Его преемник, Бонифаций IX, уменьшил интервал еще больше и объявил святым годом уже 1390-й, за которым десять лет спустя последовал святой 1400 год. Папа Мартин V праздновал святой год в 1423-м, а Николай V даже два года подряд – в 1450-ми в 1451-м.
Следующие Папы оперировали более длинными интервалами юбилейных лет – двадцать пять лет: Сикст IV праздновал святой год в 1475 году, Александр VI – в 1500-м, Климент VII – в 1525 году. Однако сразу же после этого наметилось значительное ускорение: как Павел III, так и Юлий III отметили три юбилея за четыре года.
Гонка становилась все напряженнее: Пий IV за время своего понтификата провозглашал целых четыре святых года (причем два из них – в одном году), Климент VIII, наоборот, только три. Павел V в усиленном ритме довел празднования до шести: в 1605, 1608, 1609, 1610, 1617 и 1619 году. Но это было ничто по сравнению с Папой Урбаном VIII, который за двадцать лет двенадцать раз отмечал святой год.
Поскольку дело имело невиданный успех, следующие Папы и не думали отклоняться от этого курса: Иннокентий X уместил в десяти годах пять юбилейных лет, Александр VII провозглашал святыми пять из девяти лет, а Клименту IX удалось в два года втиснуть четыре святых года.
Правда, в недавнее время Папы Александр VIII и Иннокентий XI ограничились соответственно одним и двумя святыми годами, однако далее Климент X выстроил три юбилейных года друг за другом (1670, 1672 и 1675), а нынешний Папа Иннокентий XII не мог отказать себе в удовольствии за восемь лет отпраздновать четыре юбилейных.
Все это привело к тому, что чрезвычайные празднества не всегда привлекали в Рим большие массы паломников. Правдой является и то, что юбилейные празднества, поначалу намечавшиеся назначать один раз в сто лет, стали объявляться по малозначащим поводам, которые более поздними поколениями воспринимались с удивлением, а причины некоторых не понимали даже современники.

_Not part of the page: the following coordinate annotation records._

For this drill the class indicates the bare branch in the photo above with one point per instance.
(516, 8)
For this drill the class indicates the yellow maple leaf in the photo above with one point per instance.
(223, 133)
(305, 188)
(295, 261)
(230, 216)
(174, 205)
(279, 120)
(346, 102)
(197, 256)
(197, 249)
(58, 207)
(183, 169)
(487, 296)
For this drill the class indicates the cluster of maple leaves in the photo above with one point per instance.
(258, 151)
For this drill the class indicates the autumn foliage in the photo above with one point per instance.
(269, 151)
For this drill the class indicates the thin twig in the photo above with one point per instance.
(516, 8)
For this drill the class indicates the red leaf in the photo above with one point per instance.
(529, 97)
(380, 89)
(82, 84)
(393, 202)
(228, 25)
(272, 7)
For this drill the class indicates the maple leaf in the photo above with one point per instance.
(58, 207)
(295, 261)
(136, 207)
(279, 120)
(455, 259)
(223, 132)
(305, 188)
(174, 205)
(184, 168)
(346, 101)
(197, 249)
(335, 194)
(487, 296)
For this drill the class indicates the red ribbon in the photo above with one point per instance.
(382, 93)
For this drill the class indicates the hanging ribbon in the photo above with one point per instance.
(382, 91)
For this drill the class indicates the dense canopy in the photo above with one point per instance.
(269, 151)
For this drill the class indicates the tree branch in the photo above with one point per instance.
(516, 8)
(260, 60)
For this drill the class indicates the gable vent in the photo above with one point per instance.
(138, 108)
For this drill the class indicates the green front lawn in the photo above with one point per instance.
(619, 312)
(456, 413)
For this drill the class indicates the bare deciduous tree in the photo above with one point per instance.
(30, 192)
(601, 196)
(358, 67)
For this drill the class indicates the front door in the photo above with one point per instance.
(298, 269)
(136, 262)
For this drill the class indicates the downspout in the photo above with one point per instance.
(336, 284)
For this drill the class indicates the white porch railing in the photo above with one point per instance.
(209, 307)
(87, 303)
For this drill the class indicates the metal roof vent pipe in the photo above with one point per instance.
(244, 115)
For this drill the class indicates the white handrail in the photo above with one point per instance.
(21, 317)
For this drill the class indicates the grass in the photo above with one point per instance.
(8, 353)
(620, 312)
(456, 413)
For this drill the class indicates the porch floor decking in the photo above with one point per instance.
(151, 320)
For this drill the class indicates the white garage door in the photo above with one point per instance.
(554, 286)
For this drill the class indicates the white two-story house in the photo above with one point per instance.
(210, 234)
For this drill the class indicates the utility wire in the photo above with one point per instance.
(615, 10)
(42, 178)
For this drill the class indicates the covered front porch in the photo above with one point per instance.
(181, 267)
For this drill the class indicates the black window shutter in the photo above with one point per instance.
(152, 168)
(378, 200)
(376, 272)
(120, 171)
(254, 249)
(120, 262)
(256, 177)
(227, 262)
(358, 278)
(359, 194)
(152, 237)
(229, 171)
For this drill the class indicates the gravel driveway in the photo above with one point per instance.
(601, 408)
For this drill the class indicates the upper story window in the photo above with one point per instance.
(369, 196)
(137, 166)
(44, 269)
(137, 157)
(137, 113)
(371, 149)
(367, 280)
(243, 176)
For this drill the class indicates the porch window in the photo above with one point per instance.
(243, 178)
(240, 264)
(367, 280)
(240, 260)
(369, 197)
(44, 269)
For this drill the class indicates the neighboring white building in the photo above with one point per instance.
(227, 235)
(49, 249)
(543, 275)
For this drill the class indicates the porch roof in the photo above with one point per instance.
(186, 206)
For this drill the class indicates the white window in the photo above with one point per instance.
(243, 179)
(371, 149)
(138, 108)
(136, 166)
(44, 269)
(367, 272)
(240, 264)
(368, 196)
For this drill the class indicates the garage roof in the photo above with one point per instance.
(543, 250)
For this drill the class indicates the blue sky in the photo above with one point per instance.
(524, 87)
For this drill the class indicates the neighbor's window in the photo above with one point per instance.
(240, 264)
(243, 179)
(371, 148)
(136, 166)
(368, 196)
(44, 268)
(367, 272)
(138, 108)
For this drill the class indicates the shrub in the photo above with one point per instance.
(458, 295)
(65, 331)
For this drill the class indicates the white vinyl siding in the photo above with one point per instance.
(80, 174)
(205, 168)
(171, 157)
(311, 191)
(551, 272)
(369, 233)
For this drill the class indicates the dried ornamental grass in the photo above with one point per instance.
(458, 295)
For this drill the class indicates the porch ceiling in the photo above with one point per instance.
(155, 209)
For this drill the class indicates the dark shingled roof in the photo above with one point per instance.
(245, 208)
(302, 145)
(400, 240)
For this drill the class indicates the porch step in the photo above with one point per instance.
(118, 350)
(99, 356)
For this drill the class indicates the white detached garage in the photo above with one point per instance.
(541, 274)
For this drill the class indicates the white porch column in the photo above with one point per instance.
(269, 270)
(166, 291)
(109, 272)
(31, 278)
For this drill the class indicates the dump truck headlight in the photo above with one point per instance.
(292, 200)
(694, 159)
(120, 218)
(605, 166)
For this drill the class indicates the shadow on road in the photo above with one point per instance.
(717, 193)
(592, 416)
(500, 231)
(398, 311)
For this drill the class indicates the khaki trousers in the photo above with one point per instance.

Например, внеочередные святые годы посвящались Перу, Армении, заморским колониям, маронитам в Ливане, христианам в Эфиопии, то есть сообществам людей, которые у многих верующих, прежде всего у итальянцев и европейцев, не обязательно вызывали чувство сердечного братства.
Другими поводами (естественно, именуемыми злопыхателями предлогами) был Тридентский Вселенский собор, далее – борьба с еретиками, выкуп попавших в руки мусульман пленных, заключение мира между Францией и Испанией или даже вступление в правление нового Папы Римского.
Бросалось также в глаза, что святой год девять раз провозглашался в пользу нужд Церкви, то есть для пополнения папской казны, и что Урбан VIII (позже обвиненный в растрате церковных средств) именно по этой причине объявил святыми сразу четыре года: 1628, 1629, 1631 и 1634.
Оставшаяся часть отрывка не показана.